Procedimentos de coleta de dados e considerações éticas
A pesquisa foi estruturada na plataforma Survey Monkey e divulgada na rede social Facebook. A chamada foi compartilhada por diversos participantes que repassaram o link a seus contatos após responderem, de forma que mais sujeitos viessem a contribuir com a pesquisa. A plataforma permaneceu disponível para acesso pelo período de 30 dias. 1988 participantes iniciaram a pesquisa, mas 608 não responderam todas as questões. O tempo médio de preenchimento foi de 9 minutos.
Os participantes não receberam dinheiro ou qualquer outra bonificação em troca da sua contribuição na pesquisa. O Comitê de Ética e Pesquisa da Universidade Federal de Ciências da Saúde de Porto Alegre aprovou esta pesquisa (CAAE 67815617.8.0000.5345). Os sujeitos que concordaram em participar da pesquisa assinalaram que estavam de acordo com o termo de consentimento livre e esclarecido na primeira página da pesquisa. Na divulgação dos resultados deste estudo, o nome de nenhum participante é citado. A participação na pesquisa não acarretou nenhuma complicação legal e nenhum dos inventários respondidos ofereceu riscos à dignidade dos participantes.

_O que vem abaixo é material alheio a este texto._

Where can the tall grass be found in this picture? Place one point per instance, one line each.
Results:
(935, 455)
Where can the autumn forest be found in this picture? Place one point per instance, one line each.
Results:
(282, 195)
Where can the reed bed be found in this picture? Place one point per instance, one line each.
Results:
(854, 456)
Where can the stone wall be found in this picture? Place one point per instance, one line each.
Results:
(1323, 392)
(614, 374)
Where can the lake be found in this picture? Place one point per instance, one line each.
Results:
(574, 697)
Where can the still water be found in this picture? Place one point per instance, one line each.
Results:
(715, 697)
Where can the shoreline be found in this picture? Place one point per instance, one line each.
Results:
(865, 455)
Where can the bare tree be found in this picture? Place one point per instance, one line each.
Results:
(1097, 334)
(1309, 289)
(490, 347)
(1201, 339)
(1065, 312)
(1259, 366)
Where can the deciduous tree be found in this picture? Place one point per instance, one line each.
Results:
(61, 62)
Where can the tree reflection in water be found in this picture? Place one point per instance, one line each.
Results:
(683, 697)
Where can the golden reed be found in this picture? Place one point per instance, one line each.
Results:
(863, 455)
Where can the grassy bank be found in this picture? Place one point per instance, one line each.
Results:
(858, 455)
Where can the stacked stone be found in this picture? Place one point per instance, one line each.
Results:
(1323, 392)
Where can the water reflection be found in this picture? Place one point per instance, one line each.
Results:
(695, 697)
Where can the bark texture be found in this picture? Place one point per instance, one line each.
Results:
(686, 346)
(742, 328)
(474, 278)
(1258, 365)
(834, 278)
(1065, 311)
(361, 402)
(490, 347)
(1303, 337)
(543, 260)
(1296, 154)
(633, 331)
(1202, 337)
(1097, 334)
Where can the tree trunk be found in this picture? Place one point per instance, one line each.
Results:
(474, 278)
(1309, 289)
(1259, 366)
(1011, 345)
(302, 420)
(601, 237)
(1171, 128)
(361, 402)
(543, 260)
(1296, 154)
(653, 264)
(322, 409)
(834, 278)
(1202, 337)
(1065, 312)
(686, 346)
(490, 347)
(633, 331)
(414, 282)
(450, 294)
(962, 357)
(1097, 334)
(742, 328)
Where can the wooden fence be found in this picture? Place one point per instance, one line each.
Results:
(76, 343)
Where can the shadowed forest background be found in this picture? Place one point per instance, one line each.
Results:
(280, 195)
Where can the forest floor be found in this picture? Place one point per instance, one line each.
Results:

De fato, nenhum participante relatou a percepção de algum dano ou desconforto psicológico comprovadamente derivado da participação na pesquisa (durante ou após o encerramento/interrupção do preenchimento da mesma). Por se tratar de uma pesquisa voluntária e isenta de qualquer custo, não houve qualquer tipo de despesa para o participante. Não houve relato de qualquer prejuízo para quem se recusou a participar ou abandonou a pesquisa em qualquer momento do preenchimento do questionário. Embora a participação nesta pesquisa não proporcione nenhum benefício direto ao participante, espera-se que sua contribuição tenha auxiliado na reflexão sobre o tema, assim como na ampliação do estudo do self-sexual.
Análise de dados
As variáveis quantitativas foram descritas por média e desvio padrão; as variáveis categóricas, como frequências simples (n) e relativas (%). O teste de correlação de Spearman foi utilizado para avaliar relação linear entre variáveis quantitativas. Para verificar diferença de médias entre os seis subgrupos de gênero e orientação sexual, foi utilizada Análise de variância (ANOVA), seguida pelo teste de Bonferroni para comparações múltiplas, quando necessário. Para avaliar associação entre variáveis categóricas foi utilizado o teste qui-quadrado. Na sequência foi realizada análise de resíduos para identificar associações com significância estatística entre as categorias das variáveis. Para todas as análises, foi considerado um nível de significância de 5% (p < 0,05). As análises estatísticas foram realizadas no programa Statistical Package for the Social Sciences (SPSS), versão 23.0 (SPSS INC., IBM Company, Chicago, EUA).
Resultados
Todas as médias e desvios padrões referentes às variáveis do estudo estão listados nas tabelas 1.1, 1.2 e 2. Diferenças entre indivíduos de identidades de gênero e orientações sexuais distintas foram encontradas em todas variáveis sociodemográficas, assim como nas variáveis frequência de prática masturbatória individual, frequência de relações sexuais, índice de religiosidade, autorreflexão sexual, sensação de direito a receber prazer sexual de si mesmo(a), sensação de direito a receber prazer sexual do(a) parceiro(a), na autoestima geral e no índice de religiosidade.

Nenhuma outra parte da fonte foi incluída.